Local Portland news sources report that the city’s decision to cut police funding by $16 million, in line with many other Democrat-run cities that have slashed budgets, has led to a steep rise in violent crime.

“Homicides in Portland increased from 28 in 2019 to 54 in 2020. Among cities similar in size to Portland, Seattle saw an increase from 34 to 53 homicides, in Minneapolis, a spike from 48 to 82, and Milwaukee saw homicides increase from 97 to 190 from 2019 to 2020,” KGW reported in June. KGW added that Portland is likely to see around a thousand homicides before the end of the year. 

Much of the crime and lack of policing has been exacerbated by the presence of Antifa and BLM-led demonstrations in the city, which have become commonplace. Following the death of George Floyd last summer, left-wing activists went on a 100-plus day streak of nightly demonstrations causing an estimated $23 million in damages, and $2 million in damages to federal buildings in downtown Portland.

The protests called on the city of Portland to “defund the police,” prompting the city council to slash the police budget by $16 million. In addition to budget cuts, the move included removing the Central Precinct Entertainment Detail, which assigned officers to the city’s nightlife scene.
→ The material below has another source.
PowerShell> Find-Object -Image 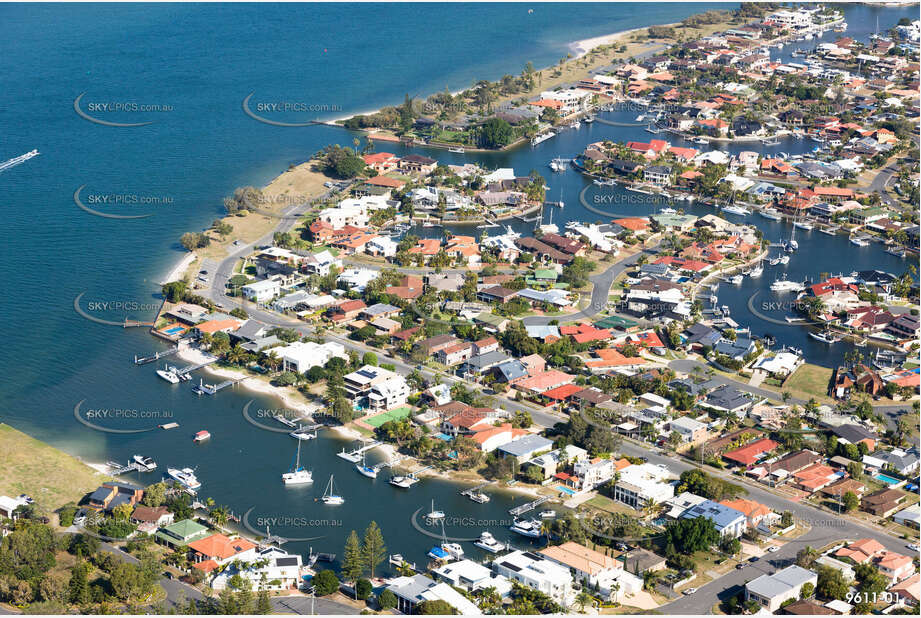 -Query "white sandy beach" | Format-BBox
[568,26,646,58]
[177,346,314,416]
[160,252,196,284]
Now only two officers patrol the area.

There are now around 120 fewer Portland police officers on the force than there were last summer — a force too small and insufficient to handle the city’s bustling nightlife scene. 

According to Willamette Week, the void in law enforcement has prompted local businesses to take up the services of armed mercenaries — essentially “to keep parties from turning into shootouts.” 

The paper reports that one of those private military contractors, the Ravencrest Force Protection Group, has units to patrol Portland’s Old Town district. The PMC is one of three companies with armed guards in the area, hired after a gunman committed a mass shooting at a bar. 

This spring, the city’s nightclubs reopened—in the midst of a wave of gunfire killing Black people at a rate seen nowhere else in the country (see “Worse Than Chicago”). Within days of reopening, bars in the city’s Entertainment District were packed. In fact, Old Town bar owners say July was their busiest month ever.

Amid the flourishing nightlife scene: many bullets. Less than a month after a gunman opened fire at Shake Bar, an 18-year-old woman was killed in front of a row of food carts in Old Town on July 17. The shooter wounded six others.

But amid the booming business and gun violence, the Portland Police Bureau hasn’t kept pace. Following last year’s budget cuts, the bureau last July dissolved its nightlife unit—the Central Precinct Entertainment Detail. Currently, only two Portland police officers are assigned to the neighborhood’s nightlife scene, compared to nine before, according to Police Bureau spokesman Lt. Greg Pashley.

Amid the surge in violent crime, Portland Mayor Ted Wheeler said that he is personally fed up with the violence that has beset the city, but his remarks have amounted to little action, thus far.